Nésio lembra que, desde o início do ano, o governo capixaba vinha negociando  com o Consórcio do Nordeste - grupo que reúne Estados daquela região para aquisição de vacina contra a Covid-19 - e avaliando a possibilidade de adquirir o imunizante russo, produzido pelo Instituto Gamaleya. 

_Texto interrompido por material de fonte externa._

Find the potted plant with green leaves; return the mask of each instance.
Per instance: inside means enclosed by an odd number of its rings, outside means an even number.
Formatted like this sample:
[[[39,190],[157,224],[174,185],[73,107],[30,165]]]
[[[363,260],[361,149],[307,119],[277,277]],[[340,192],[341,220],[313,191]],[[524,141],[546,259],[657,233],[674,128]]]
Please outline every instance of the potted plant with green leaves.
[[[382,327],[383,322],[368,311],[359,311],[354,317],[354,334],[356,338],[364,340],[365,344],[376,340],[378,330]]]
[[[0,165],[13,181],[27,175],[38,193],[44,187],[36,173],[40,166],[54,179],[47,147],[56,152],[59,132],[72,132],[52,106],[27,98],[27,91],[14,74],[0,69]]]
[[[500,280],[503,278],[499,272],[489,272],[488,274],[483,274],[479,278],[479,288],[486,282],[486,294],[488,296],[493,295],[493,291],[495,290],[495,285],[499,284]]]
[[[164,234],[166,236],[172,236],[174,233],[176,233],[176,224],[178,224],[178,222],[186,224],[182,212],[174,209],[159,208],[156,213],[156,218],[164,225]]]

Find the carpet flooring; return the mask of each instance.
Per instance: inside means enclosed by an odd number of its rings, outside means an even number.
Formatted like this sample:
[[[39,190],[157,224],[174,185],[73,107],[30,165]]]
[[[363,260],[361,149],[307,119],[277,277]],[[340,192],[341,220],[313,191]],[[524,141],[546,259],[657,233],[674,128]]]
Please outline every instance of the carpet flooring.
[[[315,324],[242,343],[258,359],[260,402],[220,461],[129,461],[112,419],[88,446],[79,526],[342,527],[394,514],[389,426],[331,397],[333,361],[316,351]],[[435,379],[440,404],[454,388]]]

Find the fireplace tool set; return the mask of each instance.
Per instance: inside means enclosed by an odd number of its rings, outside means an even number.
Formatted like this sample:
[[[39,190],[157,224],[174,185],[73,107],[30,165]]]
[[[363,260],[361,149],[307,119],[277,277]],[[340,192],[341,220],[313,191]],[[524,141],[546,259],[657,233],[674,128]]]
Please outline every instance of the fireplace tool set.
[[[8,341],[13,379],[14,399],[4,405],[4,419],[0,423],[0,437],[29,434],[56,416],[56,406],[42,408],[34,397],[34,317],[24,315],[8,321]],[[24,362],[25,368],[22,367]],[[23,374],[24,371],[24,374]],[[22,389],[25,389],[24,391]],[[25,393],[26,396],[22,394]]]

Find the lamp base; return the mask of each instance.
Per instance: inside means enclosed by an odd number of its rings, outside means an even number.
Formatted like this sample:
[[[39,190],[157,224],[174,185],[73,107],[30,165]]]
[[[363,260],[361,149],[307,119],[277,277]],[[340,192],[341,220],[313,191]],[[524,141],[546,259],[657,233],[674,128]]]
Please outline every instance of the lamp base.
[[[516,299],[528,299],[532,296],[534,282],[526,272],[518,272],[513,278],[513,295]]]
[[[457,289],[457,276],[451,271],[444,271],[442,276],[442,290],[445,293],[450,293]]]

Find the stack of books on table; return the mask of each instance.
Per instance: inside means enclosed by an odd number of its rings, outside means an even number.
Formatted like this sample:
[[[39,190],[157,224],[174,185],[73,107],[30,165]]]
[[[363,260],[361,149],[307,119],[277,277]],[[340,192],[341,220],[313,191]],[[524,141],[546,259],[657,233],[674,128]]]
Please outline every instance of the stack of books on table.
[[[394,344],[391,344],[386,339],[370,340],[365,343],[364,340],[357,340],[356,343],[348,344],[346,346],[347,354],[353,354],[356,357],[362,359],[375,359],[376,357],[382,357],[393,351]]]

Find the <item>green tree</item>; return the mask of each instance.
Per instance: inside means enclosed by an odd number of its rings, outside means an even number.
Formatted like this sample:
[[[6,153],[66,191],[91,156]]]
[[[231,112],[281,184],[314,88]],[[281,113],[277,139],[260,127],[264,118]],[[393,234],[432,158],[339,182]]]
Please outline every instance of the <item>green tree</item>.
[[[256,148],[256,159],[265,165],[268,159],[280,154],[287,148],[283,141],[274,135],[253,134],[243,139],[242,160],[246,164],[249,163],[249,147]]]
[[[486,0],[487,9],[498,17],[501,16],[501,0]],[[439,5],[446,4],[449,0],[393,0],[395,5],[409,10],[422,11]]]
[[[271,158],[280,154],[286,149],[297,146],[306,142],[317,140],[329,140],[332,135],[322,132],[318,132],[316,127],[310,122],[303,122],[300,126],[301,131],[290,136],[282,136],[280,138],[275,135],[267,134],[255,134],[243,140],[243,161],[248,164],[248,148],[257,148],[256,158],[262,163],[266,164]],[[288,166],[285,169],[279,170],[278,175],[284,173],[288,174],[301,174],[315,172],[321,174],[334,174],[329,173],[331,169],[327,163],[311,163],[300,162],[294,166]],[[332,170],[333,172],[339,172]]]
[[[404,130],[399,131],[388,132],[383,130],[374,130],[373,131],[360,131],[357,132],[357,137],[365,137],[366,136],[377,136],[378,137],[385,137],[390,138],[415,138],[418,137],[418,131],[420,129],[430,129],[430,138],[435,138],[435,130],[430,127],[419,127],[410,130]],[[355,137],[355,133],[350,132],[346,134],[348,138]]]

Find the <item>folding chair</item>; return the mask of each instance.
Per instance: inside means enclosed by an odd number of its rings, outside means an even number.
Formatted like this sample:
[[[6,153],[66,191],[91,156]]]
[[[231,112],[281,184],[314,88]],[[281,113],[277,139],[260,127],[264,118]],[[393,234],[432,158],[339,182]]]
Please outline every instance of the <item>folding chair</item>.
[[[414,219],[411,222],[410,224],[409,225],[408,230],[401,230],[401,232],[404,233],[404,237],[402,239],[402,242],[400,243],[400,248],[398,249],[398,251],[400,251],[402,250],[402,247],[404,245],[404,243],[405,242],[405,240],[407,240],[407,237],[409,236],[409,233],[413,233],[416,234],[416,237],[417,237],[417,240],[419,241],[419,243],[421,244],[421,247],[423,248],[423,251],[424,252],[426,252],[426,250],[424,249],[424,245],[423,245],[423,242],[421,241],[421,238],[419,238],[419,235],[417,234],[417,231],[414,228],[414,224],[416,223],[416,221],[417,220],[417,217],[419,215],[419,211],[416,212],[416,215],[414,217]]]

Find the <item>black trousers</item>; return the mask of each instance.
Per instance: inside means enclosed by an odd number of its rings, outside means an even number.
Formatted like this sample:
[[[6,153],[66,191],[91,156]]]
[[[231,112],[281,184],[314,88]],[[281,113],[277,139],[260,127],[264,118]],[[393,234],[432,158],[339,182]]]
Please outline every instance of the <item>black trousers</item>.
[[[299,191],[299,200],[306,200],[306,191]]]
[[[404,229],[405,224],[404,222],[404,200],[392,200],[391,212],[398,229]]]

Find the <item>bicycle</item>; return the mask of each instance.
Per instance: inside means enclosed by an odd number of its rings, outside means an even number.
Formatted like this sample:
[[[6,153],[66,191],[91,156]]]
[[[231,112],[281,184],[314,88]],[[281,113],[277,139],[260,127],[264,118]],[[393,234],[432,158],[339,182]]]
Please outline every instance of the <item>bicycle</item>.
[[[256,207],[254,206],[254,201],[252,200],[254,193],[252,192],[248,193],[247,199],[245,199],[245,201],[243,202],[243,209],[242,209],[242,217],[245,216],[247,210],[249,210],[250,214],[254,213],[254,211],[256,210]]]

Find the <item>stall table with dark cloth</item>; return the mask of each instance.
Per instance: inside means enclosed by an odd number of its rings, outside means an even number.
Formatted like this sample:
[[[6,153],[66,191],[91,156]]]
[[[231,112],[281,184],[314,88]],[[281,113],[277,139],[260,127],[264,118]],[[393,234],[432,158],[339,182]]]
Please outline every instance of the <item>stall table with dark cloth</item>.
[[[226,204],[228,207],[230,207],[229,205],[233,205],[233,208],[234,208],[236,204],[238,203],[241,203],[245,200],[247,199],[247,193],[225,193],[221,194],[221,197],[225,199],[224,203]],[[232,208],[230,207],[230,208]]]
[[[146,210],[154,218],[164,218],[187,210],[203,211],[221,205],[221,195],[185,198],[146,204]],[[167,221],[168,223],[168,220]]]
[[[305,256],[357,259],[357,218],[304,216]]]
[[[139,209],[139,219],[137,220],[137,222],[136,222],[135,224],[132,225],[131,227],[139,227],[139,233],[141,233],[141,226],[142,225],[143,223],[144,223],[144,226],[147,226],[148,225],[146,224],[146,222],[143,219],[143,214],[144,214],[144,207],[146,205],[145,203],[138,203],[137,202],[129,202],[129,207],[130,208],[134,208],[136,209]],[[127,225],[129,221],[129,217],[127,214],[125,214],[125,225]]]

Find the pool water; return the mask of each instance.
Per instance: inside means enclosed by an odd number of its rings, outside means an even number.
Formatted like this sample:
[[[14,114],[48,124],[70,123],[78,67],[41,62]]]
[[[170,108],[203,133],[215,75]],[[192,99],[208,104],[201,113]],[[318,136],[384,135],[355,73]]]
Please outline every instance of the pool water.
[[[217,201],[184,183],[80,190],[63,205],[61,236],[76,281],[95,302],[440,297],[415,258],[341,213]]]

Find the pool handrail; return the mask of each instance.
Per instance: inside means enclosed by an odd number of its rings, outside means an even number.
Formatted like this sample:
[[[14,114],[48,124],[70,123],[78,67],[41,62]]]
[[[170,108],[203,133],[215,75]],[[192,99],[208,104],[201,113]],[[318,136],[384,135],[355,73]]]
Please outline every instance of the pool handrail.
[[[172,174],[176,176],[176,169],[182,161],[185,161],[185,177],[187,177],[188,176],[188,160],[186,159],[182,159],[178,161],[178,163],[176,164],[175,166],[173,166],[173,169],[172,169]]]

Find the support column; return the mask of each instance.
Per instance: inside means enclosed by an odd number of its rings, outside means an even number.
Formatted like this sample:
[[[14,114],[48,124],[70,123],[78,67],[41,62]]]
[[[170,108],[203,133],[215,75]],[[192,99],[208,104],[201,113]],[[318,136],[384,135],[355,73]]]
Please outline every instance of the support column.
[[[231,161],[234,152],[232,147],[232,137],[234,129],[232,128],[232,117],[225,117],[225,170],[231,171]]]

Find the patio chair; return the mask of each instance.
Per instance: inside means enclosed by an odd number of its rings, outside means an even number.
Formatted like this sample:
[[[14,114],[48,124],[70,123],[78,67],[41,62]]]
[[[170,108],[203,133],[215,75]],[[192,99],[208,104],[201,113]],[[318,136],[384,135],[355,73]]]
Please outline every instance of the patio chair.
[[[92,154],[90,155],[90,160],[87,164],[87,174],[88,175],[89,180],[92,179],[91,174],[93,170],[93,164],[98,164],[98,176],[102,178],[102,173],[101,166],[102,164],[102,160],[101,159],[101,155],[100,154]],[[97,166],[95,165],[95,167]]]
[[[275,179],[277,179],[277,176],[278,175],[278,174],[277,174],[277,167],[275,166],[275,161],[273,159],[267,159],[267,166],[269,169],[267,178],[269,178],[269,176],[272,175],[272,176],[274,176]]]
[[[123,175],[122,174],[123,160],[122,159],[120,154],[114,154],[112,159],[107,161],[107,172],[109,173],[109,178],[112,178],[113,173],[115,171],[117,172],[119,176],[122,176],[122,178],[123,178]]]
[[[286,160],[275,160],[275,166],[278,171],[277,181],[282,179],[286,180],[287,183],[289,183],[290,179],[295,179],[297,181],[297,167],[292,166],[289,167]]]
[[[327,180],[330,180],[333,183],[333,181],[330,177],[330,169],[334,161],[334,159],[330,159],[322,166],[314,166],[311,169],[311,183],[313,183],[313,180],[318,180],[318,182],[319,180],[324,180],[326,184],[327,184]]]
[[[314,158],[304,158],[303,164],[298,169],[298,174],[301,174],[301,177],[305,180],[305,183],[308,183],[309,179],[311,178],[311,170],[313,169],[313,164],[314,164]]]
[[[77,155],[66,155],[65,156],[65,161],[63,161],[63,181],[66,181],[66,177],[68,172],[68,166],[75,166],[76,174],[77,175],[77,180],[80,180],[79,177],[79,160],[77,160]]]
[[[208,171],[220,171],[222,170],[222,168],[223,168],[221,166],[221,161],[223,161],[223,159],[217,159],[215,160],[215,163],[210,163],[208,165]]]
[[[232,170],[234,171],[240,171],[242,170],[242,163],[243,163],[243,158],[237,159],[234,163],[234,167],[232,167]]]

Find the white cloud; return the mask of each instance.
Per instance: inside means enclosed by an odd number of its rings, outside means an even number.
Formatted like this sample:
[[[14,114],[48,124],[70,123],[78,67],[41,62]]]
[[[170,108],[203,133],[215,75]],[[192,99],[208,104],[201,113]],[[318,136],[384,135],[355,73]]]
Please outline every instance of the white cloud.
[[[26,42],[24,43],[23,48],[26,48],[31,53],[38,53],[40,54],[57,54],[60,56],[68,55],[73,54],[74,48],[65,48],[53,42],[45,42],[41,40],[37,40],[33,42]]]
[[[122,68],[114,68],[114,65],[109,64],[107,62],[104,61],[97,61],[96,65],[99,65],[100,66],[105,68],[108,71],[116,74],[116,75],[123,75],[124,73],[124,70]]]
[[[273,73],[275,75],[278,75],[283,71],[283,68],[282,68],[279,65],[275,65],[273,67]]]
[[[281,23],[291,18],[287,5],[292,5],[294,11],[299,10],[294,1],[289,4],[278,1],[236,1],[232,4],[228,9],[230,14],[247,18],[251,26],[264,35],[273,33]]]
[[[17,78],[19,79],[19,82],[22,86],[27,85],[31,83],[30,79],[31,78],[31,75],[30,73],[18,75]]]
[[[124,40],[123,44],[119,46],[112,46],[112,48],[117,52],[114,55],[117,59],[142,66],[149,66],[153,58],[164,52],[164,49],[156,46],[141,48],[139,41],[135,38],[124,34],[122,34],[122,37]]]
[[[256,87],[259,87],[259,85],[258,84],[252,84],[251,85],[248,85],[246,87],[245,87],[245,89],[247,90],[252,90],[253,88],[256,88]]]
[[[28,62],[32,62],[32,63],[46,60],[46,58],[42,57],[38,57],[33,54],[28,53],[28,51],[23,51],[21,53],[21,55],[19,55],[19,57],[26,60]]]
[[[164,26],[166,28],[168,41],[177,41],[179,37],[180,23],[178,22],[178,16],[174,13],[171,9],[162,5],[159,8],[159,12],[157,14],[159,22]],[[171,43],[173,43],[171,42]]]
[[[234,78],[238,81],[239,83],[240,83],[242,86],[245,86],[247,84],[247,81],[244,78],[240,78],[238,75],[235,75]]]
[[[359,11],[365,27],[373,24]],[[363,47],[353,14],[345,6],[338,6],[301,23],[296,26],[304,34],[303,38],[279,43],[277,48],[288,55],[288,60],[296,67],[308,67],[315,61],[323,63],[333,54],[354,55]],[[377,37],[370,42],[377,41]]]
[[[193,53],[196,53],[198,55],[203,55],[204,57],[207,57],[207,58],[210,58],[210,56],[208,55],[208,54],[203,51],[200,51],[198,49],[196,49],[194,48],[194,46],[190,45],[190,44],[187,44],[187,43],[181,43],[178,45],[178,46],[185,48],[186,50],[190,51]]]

"Aguardávamos com ansiedade a autorização para uso excepcional ou emergencial da vacina no Brasil por parte da Anvisa. No entanto, a autorização para importação só de 1% dos Estados partícipes frustrou a expectativa de autorização de uso em massa da vacina", aponta Nésio Fernandes, em vídeo compartilhado pela assessoria da Secretaria de Estado da Saúde (Sesa).
O secretário observa que a autorização concedida pela Anvisa estabelece um período de monitoramento e avaliação da eficácia e segurança da Sputnik V, porém o prazo deve coincidir com os meses de agosto e setembro, quando já está prevista a chegada de grandes volumes de doses de outras vacinas pelo Plano Nacional de Imunização (PNI). 
Para Nésio Fernandes, a decisão da Anvisa foi confusa, e teria sido melhor que, em vez da importação limitada, tivesse recomendado a ampliação da fase três de estudos da Sputnik, ou ainda solicitado a apresentação de mais documentos que pudessem garantir a segurança e eficácia desse imunizante para autorizar o uso emergencial no Brasil.  O secretário acrescenta que, atualmente, em torno de 60 países adotam a vacina russa em seus planos de imunização.
O posicionamento da Anvisa, na avaliação de Nésio Fernandes, não colabora para ampliar a campanha e dar velocidade à vacinação da população contra a Covid-19.  "Desta forma, o governo aguarda o desenlace da negociação com a Anvisa e do STF para podermos definir, de maneira concreta, a adesão ou não à compra do Consórcio do Nordeste", afirma o secretário. 

SUSPENSÃO

Mesmo com a autorização excepcional, a Anvisa poderá, a qualquer momento, suspender a importação, a distribuição e a utilização da Sputnik V nos Estados contemplados.
O procedimento deverá ser realizado sob condições controladas, como a utilização apenas na imunização de indivíduos adultos saudáveis.
Além disso, todos os lotes importados das vacinas somente poderão ser destinados ao uso após liberação pelo Instituto Nacional de Controle de Qualidade em Saúde ( INCQS ) da Fiocruz.
A vacina deverá ser utilizada em condições controladas, com condução de estudo de efetividade, com delineamento acordado com a agência e executado conforme as Boas Práticas Clínicas.